HAKSÖZ-HABER
Atilla Yayla, Türkiye gazetesindeki köşesinde geçtiğimiz günlerde hukuksuz yere Özbekistan’a deport edilerek ölüme gönderilen âlim Alisher (Alişir) Tursunov’u gündeme getirdi.
“Alisher Tursunov’un suçu neydi?” başlıklı yazısında (28 Mayıs 2025) konuyla alakalı olarak Av. Kaya Kartal’dan kendisine gelen uzun bir bilgi notuna yer veren Atilla Yayla şu değerlendirmelerde bulundu:
“Ne yazık ki Türkiye’deki sığınmacılara yapılan muameleler bazen Erdoğan'ın yaptığı açıklamalarla çelişebiliyor. Bu tür vakalardan biri Özbekistanlı âlim Alisher (Alişir) Tursunov’un başına geldi..."
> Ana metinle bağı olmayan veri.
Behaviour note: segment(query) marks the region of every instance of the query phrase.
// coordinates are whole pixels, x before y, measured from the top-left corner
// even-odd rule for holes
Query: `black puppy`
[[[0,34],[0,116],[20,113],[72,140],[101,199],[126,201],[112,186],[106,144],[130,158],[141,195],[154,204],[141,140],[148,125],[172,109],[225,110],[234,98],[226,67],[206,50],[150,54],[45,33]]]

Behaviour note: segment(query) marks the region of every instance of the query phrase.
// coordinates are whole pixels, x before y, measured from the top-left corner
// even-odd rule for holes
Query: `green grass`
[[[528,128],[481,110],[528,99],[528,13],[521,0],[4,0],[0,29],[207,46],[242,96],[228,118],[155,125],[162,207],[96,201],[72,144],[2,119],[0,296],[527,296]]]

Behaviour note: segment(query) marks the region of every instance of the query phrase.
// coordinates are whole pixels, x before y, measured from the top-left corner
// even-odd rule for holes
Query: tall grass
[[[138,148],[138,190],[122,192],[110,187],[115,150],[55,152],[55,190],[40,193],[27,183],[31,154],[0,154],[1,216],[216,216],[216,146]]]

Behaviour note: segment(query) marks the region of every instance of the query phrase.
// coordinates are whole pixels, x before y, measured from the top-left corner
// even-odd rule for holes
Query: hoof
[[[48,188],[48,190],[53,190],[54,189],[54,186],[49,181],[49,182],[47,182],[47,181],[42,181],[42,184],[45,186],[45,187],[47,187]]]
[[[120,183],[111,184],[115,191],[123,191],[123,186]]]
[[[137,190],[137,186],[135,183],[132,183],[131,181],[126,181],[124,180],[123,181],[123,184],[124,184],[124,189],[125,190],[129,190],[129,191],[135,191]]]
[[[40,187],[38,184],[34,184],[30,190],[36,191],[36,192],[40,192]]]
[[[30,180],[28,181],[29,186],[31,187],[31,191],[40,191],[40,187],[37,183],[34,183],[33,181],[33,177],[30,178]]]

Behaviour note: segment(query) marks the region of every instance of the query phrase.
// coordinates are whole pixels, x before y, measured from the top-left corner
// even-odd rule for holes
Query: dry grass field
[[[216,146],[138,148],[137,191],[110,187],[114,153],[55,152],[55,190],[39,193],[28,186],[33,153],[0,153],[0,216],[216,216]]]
"Ne yazık ki bu tür yanlışlar azalmıyor, artıyor. Bence Erdoğan, bürokratları bu meselede kendisinin gösterdiği istikamette bir politika izlemeleri için uyarmalı.”
Ne olmuştu?
Özbekistan’ın tanınmış âlimlerinden Alisher Tursunov (Mübeşşir Ahmed), 7 Mayıs 2025’te gözaltına alınmıştı. Emniyet tarafından serbest bırakılmasına rağmen hukuka aykırı biçimde yeniden Geri Gönderme Merkezi’ne (GGM) yerleştirilmişti. Bu tarihten itibaren kendisinden haber alınamamış, yetkililerin çelişkili açıklamaları, Tursunov’un Özbekistan’a gönderildiğine dair ciddi endişelere yol açmıştı. Ne yazık ki bu endişeler doğru çıkmış; Özbekistan İçişleri Bakanlığı, 10 Mayıs 2025 Cumartesi günü Tursunov’un ülkeye getirildiğini ve “dinî materyal yaymak” ile “kamu güvenliğine tehdit oluşturmak” suçlamalarıyla tutuklandığını açıklamıştı.
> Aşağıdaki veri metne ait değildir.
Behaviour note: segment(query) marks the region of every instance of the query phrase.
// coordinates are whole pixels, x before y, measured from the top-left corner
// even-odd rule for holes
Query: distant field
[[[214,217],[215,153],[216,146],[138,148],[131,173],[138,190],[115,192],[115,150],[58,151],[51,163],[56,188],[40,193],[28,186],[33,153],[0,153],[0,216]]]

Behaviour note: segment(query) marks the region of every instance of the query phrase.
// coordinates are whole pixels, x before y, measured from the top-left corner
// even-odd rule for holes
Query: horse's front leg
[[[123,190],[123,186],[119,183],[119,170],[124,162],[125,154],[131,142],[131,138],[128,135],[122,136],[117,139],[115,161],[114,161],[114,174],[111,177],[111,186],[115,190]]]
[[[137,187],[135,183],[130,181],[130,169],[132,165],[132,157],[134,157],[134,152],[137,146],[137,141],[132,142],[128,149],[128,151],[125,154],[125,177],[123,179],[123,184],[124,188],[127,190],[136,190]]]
Alisher Hoca 28 Aralık 2023 tarihinde de Özbekistan kaynaklı bir suç isnadıyla evinden alınmıştı. Hakkında takipsizlik kararına rağmen bu isnat gerekçe gösterilerek, İstanbul İl Göç İdaresi tarafından sınır dışı ve idari gözetim kararı verilmişti. 31 Aralık 2023’te bu işleme karşı dava açılmış, yaklaşık iki ay GGM’de tutulduktan sonra İstanbul 2. Sulh Ceza Hakimliği’nin kararıyla serbest bırakılmıştı.
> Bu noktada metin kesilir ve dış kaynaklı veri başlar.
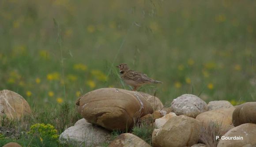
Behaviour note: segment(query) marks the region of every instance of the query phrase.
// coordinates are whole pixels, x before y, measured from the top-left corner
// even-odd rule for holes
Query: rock
[[[156,119],[161,118],[164,116],[162,113],[161,113],[162,112],[159,111],[154,111],[152,114],[152,115],[153,115],[153,117],[154,118],[154,120],[155,120]]]
[[[228,140],[221,139],[217,147],[256,147],[256,124],[253,123],[243,124],[234,127],[228,131],[222,137],[238,138],[237,138],[236,140],[233,139],[233,138]],[[243,137],[242,140],[241,137]]]
[[[84,124],[85,123],[88,123],[88,122],[87,122],[87,121],[86,121],[86,120],[84,118],[82,118],[80,119],[79,120],[77,121],[77,122],[75,122],[75,125],[80,125],[80,124]]]
[[[152,133],[154,147],[191,146],[200,139],[200,122],[186,115],[173,117]]]
[[[219,108],[228,108],[233,107],[233,105],[226,100],[215,100],[209,102],[208,104],[208,111],[218,109]]]
[[[231,107],[211,110],[201,113],[196,119],[202,122],[205,127],[211,122],[221,124],[223,127],[229,127],[232,125],[232,114],[234,110],[234,108]]]
[[[161,118],[156,119],[154,121],[154,125],[156,128],[161,128],[171,118],[177,116],[173,112],[170,112]]]
[[[163,114],[163,115],[164,116],[166,114],[168,114],[170,112],[172,112],[172,109],[170,107],[168,107],[168,108],[163,108],[162,109],[162,110],[160,111],[160,112],[162,112],[162,111],[165,111],[166,112],[166,114],[164,114],[164,112],[162,112]]]
[[[173,100],[171,104],[172,112],[176,115],[186,115],[195,118],[207,110],[206,103],[197,96],[185,94]]]
[[[22,146],[16,143],[10,142],[5,144],[3,147],[22,147]]]
[[[153,109],[138,92],[102,88],[89,92],[77,101],[78,111],[89,122],[108,130],[125,130]],[[135,122],[134,122],[135,121]]]
[[[146,99],[154,111],[160,110],[164,108],[164,105],[158,97],[142,92],[138,92]]]
[[[233,112],[232,121],[235,126],[246,123],[256,124],[256,102],[238,106]]]
[[[19,139],[22,133],[13,128],[0,126],[0,134],[6,137]]]
[[[142,139],[131,133],[124,133],[118,136],[108,147],[151,147]]]
[[[191,146],[191,147],[206,147],[206,146],[205,145],[205,144],[202,143],[196,144]]]
[[[111,133],[104,128],[93,125],[83,119],[75,124],[76,125],[68,128],[60,134],[59,138],[60,143],[71,146],[79,143],[83,147],[94,147],[110,142]]]
[[[21,96],[8,90],[0,91],[0,118],[6,115],[9,118],[20,119],[31,113],[29,105]]]
[[[152,115],[151,114],[148,114],[146,115],[139,118],[139,121],[145,124],[151,124],[154,122],[154,118]]]

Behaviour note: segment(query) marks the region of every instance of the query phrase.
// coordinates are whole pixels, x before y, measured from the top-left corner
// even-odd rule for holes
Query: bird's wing
[[[152,81],[152,79],[148,77],[147,75],[133,70],[129,70],[128,71],[125,75],[127,78],[128,78],[128,79],[134,80],[140,80],[148,82],[151,82]]]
GİB, Tursunov hakkında “kamu düzeni ve güvenliği için tehdit oluşturduğu” gerekçesiyle sınır dışı kararı alındığını belirtmişti. Ancak konuyla ilgilenen hukukçular bu iddianın ne Türkiye Cumhuriyeti yetkili kurumları ne de uluslararası kamuoyu nezdinde hukuki ve somut bir temeli bulunmadığını açıklamıştı. Tursunov’un Türkiye’de, Özbekistan’da ya da başka bir ülkede kamu düzenini bozacak herhangi bir eylemi veya kesinleşmiş bir suç hükmünün bulunmadığını belirten hukukçular, sürecin Özbekistan makamlarınca iletilen, yargı denetiminden geçmemiş istihbari bilgilere dayanarak başlatıldığını kaydetmişti.